Shared ground
Jesus starts teaching his disciples a specific storyline for his mission: the “Son of Man” will suffer, be rejected by recognized leaders (elders, chief priests, scribes), be killed, and then rise “after three days” (Mark 8:31–33). Mark emphasizes that Jesus says this plainly, not indirectly. Peter then tries to correct Jesus, and Jesus corrects Peter in front of the group.
A key shared point is that the conflict is not only about events but about what kind of Messiah-story the disciples expect. Peter’s reaction shows that suffering and rejection are not what he thinks should happen.
Where interpretation differs
Who/what “Son of Man” highlights here. Some readers treat it mainly as Jesus’ way of speaking about himself, stressing his role and authority. Others hear stronger echoes of a biblical figure representing God’s appointed ruler, so the title carries extra weight: the one destined for honor is the one headed toward suffering.
How strong “must” is in “must suffer.” Some take it as a firm divine necessity: this path is what God intends. Others hear it as a practical inevitability given the coming clash with powerful leaders. Many combine both: what leaders will do is real, and Jesus frames it as part of God’s plan.

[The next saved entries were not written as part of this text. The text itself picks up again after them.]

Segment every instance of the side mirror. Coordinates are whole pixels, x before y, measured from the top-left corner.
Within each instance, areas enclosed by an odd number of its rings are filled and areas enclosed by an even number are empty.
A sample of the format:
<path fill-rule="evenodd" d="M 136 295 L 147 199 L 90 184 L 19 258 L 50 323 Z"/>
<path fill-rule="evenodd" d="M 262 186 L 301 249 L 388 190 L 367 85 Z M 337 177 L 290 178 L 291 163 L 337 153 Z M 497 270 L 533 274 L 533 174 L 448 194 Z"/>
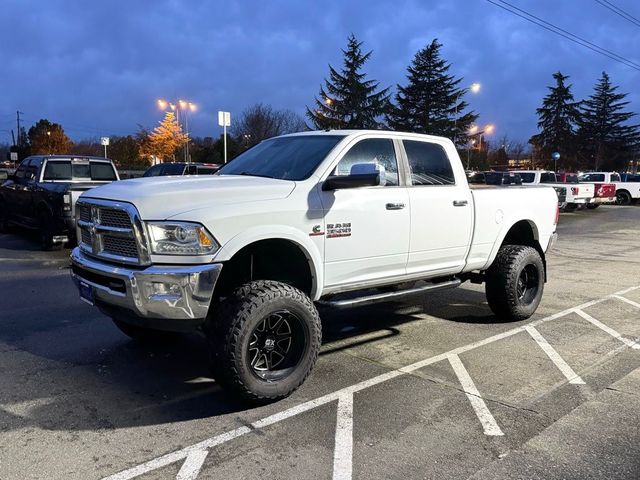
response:
<path fill-rule="evenodd" d="M 12 177 L 12 176 L 13 175 L 9 175 L 9 172 L 7 172 L 6 170 L 0 170 L 0 182 L 8 180 L 9 177 Z"/>
<path fill-rule="evenodd" d="M 356 163 L 351 166 L 349 175 L 332 175 L 322 184 L 322 190 L 340 190 L 343 188 L 375 187 L 382 183 L 384 167 L 375 163 Z"/>

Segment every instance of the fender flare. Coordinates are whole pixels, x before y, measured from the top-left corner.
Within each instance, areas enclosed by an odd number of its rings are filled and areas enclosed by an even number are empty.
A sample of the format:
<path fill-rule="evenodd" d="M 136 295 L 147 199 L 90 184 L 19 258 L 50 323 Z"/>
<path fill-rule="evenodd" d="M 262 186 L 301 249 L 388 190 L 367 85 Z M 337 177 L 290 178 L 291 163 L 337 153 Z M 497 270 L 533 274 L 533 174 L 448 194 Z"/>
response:
<path fill-rule="evenodd" d="M 216 252 L 213 261 L 225 262 L 231 260 L 233 256 L 244 247 L 260 240 L 287 240 L 300 248 L 309 262 L 311 271 L 311 299 L 318 300 L 324 285 L 324 269 L 322 256 L 318 247 L 310 240 L 308 234 L 302 233 L 293 227 L 286 225 L 260 225 L 236 235 L 227 241 L 224 246 Z"/>
<path fill-rule="evenodd" d="M 502 230 L 500 230 L 500 233 L 498 234 L 498 239 L 496 240 L 496 243 L 493 244 L 493 248 L 491 249 L 491 254 L 489 255 L 489 258 L 487 259 L 487 263 L 484 265 L 484 268 L 482 270 L 486 270 L 491 266 L 493 261 L 496 259 L 496 256 L 498 255 L 498 250 L 500 250 L 500 247 L 502 246 L 504 239 L 507 238 L 507 235 L 509 234 L 511 229 L 520 222 L 527 222 L 529 224 L 529 226 L 531 227 L 531 230 L 533 231 L 533 239 L 538 243 L 538 246 L 540 246 L 540 249 L 542 250 L 542 246 L 540 245 L 540 233 L 538 232 L 538 226 L 536 225 L 536 223 L 533 220 L 528 218 L 520 219 L 516 222 L 510 223 L 508 228 L 504 227 Z"/>

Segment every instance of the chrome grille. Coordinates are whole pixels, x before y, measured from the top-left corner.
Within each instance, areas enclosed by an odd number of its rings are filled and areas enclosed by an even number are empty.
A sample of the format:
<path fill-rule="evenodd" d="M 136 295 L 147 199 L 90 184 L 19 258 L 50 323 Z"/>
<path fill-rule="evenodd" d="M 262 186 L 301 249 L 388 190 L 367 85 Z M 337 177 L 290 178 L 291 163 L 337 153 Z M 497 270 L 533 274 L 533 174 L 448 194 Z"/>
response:
<path fill-rule="evenodd" d="M 89 205 L 82 205 L 80 207 L 80 220 L 83 222 L 91 221 L 91 207 Z"/>
<path fill-rule="evenodd" d="M 107 200 L 78 201 L 80 249 L 111 262 L 149 264 L 142 222 L 129 204 Z"/>
<path fill-rule="evenodd" d="M 91 247 L 91 233 L 84 228 L 82 228 L 80 232 L 82 233 L 82 243 Z"/>
<path fill-rule="evenodd" d="M 138 258 L 138 247 L 133 238 L 102 236 L 102 251 L 117 257 Z"/>
<path fill-rule="evenodd" d="M 131 228 L 131 219 L 124 210 L 115 208 L 100 209 L 100 225 L 106 227 Z"/>

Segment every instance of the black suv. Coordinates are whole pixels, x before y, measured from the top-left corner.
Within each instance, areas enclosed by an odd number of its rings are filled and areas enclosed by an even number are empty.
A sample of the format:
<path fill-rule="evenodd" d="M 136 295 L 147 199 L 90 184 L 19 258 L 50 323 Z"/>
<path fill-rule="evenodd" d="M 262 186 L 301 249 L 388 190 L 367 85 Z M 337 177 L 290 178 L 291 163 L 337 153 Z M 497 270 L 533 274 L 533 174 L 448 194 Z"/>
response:
<path fill-rule="evenodd" d="M 75 203 L 86 190 L 119 180 L 108 158 L 37 155 L 25 158 L 0 185 L 0 230 L 11 224 L 37 229 L 42 248 L 75 238 Z"/>
<path fill-rule="evenodd" d="M 166 177 L 168 175 L 213 175 L 220 165 L 215 163 L 159 163 L 144 172 L 143 177 Z"/>

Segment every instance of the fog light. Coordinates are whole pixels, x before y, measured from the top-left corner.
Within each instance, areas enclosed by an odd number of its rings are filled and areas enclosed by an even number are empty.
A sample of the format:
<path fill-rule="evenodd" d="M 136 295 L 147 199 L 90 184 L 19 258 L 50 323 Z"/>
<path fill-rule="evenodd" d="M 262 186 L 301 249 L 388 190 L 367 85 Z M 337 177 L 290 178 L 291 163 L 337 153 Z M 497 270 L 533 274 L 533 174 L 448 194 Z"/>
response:
<path fill-rule="evenodd" d="M 151 282 L 151 295 L 181 296 L 180 285 L 175 283 Z"/>

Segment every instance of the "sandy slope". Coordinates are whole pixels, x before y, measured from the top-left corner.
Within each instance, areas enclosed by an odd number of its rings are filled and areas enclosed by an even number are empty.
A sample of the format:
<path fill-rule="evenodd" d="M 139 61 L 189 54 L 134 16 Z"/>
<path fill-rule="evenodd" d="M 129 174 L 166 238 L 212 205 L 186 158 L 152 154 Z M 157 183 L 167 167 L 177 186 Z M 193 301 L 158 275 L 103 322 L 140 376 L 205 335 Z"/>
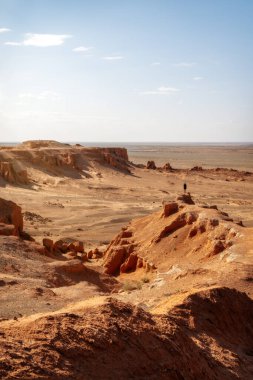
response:
<path fill-rule="evenodd" d="M 236 302 L 235 302 L 236 300 Z M 0 323 L 4 379 L 251 379 L 253 301 L 228 288 L 167 315 L 108 299 Z"/>

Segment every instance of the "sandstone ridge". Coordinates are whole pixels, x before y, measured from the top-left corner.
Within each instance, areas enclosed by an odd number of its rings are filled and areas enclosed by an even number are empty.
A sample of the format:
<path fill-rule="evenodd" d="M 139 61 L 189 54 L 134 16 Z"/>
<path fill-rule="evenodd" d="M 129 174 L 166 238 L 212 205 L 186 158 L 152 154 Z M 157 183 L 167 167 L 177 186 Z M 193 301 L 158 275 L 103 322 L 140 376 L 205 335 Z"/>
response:
<path fill-rule="evenodd" d="M 164 316 L 108 298 L 3 321 L 0 375 L 6 380 L 109 380 L 112 374 L 122 380 L 250 379 L 252 318 L 253 301 L 244 293 L 216 288 L 186 298 Z"/>
<path fill-rule="evenodd" d="M 11 184 L 40 182 L 39 174 L 89 178 L 101 169 L 131 172 L 125 148 L 85 148 L 51 140 L 27 141 L 17 147 L 0 148 L 0 176 Z"/>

What Jesus means by calling Peter “Satan.” Some take it as identifying Peter, in that moment, as an opponent playing the role of “adversary” by trying to divert Jesus. Others think it implies a deeper spiritual temptation behind Peter’s words, even if Peter himself is not portrayed as intentionally evil.
Why the disagreement exists
The passage is compact and uses loaded terms (“Son of Man,” “must,” “Satan,” “things of God”). Mark does not pause to define them here, so interpreters weigh how much background from Scripture and the wider Gospel should be read into each term.
What this passage clearly contributes
Explicitly, the text presents Jesus’ suffering, death, and resurrection as central to his mission and as something he wants disciples to understand in advance. It also shows that a well-meaning attempt to steer Jesus away from suffering is treated as fundamentally misaligned with “the things of God.” The public correction indicates the issue is bigger than Peter’s private misunderstanding; it is a core lesson for the whole disciple group about how to interpret Jesus’ identity and path.